WilmerHale is a solid fit in the Miami Valley Research Park — and potentially an enduring one, said Bruce Pearson, the park’s president and chief executive. He emphasized that WilmerHale signed a 10-year lease.

“This is a 10-year commitment that WilmerHale is making to the Dayton area,” Pearson said.

WilmerHale will take the entire building at 3139 Research Blvd., except for space held by S&K Technologies. Friday was the last day of the lease held by Deloitte Consulting, which is moving to downtown Dayton.

“If we grow as we hope to, then perhaps we’ll consume that (additional 5,000 square feet),” said Harold Gibson Jr., WilmerHale’s managing director for the Kettering office.

Gibson expects 95 percent of the center’s employees will be Dayton-area residents or people willing to commute to the area. “If we were to get 5 percent of our (current) people to transfer, I would be very pleased, because that continuity is very important.”

Twenty positions, involving document review and “e-discovery,” don’t yet exist at the firm. Those employees will scour the “incredible amount of documents and papers” often associated with legal cases, Gibson said. Those documents can include “ten of thousands” of e-mails.

Current technology allows document reviewers to do their work remotely, Gibson said.

“That’s also probably going to be our biggest growth opportunity as well,” he added.

WilmerHale was lured to the area by a $1.46 million job creation tax credit from the state of Ohio, a $250,000 economic development grant from Montgomery County and pledges of $500,000 each from the city of Kettering and the Miami Valley Research Foundation.

Green said the firm had other reasons for locating in the Dayton area.
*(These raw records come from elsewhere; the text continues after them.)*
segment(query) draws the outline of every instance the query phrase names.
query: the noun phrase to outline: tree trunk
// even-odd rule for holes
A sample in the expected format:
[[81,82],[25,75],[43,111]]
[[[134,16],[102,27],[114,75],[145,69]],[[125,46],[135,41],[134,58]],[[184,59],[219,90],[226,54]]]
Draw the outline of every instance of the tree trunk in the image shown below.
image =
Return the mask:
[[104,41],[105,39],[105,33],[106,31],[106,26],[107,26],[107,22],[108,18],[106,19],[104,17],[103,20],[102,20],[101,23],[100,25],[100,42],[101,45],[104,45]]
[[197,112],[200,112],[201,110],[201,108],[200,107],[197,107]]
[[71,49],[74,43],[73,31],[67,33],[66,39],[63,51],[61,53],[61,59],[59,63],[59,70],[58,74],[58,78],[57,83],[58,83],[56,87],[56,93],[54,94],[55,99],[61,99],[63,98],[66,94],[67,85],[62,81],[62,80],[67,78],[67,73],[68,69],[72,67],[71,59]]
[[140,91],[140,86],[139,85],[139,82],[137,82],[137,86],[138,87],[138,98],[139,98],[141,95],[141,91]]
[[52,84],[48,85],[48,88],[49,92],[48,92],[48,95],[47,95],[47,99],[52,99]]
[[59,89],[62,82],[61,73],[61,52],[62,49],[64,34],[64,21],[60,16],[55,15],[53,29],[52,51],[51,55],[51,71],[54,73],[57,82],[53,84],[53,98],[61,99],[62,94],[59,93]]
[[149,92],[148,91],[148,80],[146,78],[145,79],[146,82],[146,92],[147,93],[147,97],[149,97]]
He said interviews with placement agencies and statistical analysis showed “the amount of IT skilled work force in this region is 30 percent above average. There’s a great legal labor pool here, as well as a number of universities feeding that labor pool.”

That labor is available for lower wages than in Boston and other major cities. Ironically for the Dayton region, which has lost thousands of jobs to places with cheap labor, the region is now a beneficiary of its own lower wage rates.

“It doesn’t surprise me they would decide to move their back office, nice as Dayton is, to a lower-cost community,” Press said. “Some firms are preferring to (locate in lower-cost U.S. cities) than going to India or the Philippines,” where they must deal with language and cultural barriers.

“Even without the down economy, the big firms were talking about whether their cost structures were out of hand,” Press said. “The down economy has certainly accelerated those discussions.”

Patterson said WilmerHale leaders told him that the Dayton area was attractive — short commutes, low housing costs and amenities like the Schuster Center, Dayton Dragons baseball and the Kettering Recreation Center.

“Sometimes we don’t see the forest for the trees and we get down on ourselves,” Patterson said. “Sometimes we don’t recognize the gem we have here. We’ve taken our licks over the last few months, but we still have a lot to offer. It’s nice when somebody from outside comes in to remind us.”

Staff Writer Jeremy P. Kelley contributed to this report.